A developer has constructed a functioning economy out of five woodland creatures, a 3-billion-parameter language model, and what appears to be a quietly vindictive sense of humor. The result is Thousand Token Wood: a multi-agent simulation in which fictional animals trade goods, accumulate pebbles, and spontaneously generate a wealth gap. No one programmed the wealth gap. It simply arrived.
The project was submitted to Hugging Face's Build Small Hackathon. The woodland creatures, to their credit, are behaving exactly like an economy.
One supplier cannot meet rising demand, so the woodcutter gets rich and everyone else competes for warmth.
What happened
Developer Lester Leong ran five independent agents — each a separate instance of Qwen2.5-3B — in a shared market simulation served via vLLM on Modal, with a Gradio interface as the observation window. Each agent controls a woodland creature. Each creature grows some goods, needs others, and must negotiate survival across a real-time tick-based economy.
The first version did nothing. Production outpaced consumption, every creature became self-sufficient, and the market cleared once and went silent. This is, historically, how most economic utopias end. The fix was engineered scarcity: dietary variety requirements, food spoilage, and a winter fuel crisis in which one creature produces all the firewood while demand rises indefinitely.
The woodcutter got rich. Bubbles formed. A wealth gap appeared. The simulation had not been asked to produce any of these things.
Why the humans care
The finding that draws attention here is not the emergent inequality — that part was almost predictable. It is the model's behavior at the edges. Qwen2.5-3B produced valid JSON on 100% of calls. Its economic judgment, however, was poor: creatures would post orders to buy the exact goods they produced in surplus, which is the kind of error that would be embarrassing in a human trader and is apparently also embarrassing in a 3-billion-parameter one.
The fix was not a larger model. It was a better prompt. Leong told each agent what it produced, what it must never buy, computed its precise shortfall, and added one worked example. Decision quality improved immediately. The lesson — that small models are reliable format generators and unreliable reasoners, and that prompt engineering is doing most of the cognitive heavy lifting — is one the field keeps learning at different scales.
The architecture also demonstrates something practical: frontier models are the wrong tool for any simulation requiring many agents thinking many times per second.
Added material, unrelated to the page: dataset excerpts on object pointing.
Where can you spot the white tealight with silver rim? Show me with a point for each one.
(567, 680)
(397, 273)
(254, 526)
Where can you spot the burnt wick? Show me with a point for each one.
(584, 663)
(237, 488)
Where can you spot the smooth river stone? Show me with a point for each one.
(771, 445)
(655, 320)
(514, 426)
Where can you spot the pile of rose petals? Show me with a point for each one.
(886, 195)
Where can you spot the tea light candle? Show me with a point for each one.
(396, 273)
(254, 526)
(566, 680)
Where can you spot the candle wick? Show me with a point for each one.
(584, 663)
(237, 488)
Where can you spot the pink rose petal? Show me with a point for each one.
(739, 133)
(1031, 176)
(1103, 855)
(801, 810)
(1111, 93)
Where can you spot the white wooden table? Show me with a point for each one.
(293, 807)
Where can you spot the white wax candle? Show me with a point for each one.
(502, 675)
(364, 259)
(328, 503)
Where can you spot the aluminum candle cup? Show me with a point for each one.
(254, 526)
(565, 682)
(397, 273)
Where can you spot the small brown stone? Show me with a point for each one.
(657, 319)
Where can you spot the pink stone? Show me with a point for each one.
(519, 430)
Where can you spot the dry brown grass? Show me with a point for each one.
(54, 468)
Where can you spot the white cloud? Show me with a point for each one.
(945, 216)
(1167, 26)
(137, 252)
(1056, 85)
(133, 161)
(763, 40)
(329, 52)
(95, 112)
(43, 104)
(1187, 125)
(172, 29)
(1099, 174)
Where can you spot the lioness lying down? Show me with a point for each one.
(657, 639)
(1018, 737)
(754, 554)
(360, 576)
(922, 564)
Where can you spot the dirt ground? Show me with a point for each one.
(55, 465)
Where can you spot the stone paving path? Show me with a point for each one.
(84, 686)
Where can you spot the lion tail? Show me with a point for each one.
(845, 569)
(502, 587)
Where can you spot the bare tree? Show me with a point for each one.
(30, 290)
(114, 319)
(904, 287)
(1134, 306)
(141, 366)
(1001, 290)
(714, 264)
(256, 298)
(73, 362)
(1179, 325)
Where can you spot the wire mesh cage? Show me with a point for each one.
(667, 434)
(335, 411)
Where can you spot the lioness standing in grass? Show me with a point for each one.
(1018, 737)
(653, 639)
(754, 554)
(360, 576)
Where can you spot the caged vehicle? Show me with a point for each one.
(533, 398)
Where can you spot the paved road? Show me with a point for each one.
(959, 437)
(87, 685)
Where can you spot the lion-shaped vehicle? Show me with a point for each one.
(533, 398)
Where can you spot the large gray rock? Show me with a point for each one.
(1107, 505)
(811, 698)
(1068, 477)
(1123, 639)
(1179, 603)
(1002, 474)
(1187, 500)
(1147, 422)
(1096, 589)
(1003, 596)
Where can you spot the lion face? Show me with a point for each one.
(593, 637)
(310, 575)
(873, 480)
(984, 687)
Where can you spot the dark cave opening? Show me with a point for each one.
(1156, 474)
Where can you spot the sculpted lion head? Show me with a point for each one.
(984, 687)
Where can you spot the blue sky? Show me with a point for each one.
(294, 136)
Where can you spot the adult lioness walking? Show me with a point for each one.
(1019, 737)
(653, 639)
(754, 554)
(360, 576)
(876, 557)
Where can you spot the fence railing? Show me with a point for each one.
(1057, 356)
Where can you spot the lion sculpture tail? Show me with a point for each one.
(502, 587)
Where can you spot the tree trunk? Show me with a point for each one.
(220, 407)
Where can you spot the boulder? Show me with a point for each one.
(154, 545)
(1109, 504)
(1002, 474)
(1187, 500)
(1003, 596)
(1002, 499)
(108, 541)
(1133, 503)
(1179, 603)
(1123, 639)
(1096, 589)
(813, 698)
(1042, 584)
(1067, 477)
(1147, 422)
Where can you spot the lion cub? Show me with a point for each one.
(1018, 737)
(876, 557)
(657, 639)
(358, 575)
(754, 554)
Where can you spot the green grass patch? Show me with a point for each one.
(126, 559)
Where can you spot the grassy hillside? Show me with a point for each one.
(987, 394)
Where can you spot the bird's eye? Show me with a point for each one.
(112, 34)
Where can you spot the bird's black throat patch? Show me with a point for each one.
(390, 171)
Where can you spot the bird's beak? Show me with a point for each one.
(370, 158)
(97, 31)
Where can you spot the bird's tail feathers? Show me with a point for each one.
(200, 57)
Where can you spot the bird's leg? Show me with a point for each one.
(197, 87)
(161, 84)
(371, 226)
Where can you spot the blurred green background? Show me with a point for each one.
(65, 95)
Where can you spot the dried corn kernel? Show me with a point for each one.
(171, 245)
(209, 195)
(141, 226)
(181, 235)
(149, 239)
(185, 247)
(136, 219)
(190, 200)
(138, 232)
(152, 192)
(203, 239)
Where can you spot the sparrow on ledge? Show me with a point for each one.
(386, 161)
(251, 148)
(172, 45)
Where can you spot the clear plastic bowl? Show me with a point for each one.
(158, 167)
A 3B model batched across five agents per turn is what makes real-time multi-agent interaction economically feasible. The cost argument, at least, does not require a philosophy degree to follow.
What happens next
The simulation is live. Anyone can poke the wood and watch the inequality emerge. The agent traces are open.
Somewhere in a Modal container, a fictional woodcutter is accumulating pebbles. The researchers find this instructive. It is, in miniature, a reasonable description of several much larger systems. The creatures are unaware of the observation. This is also accurate.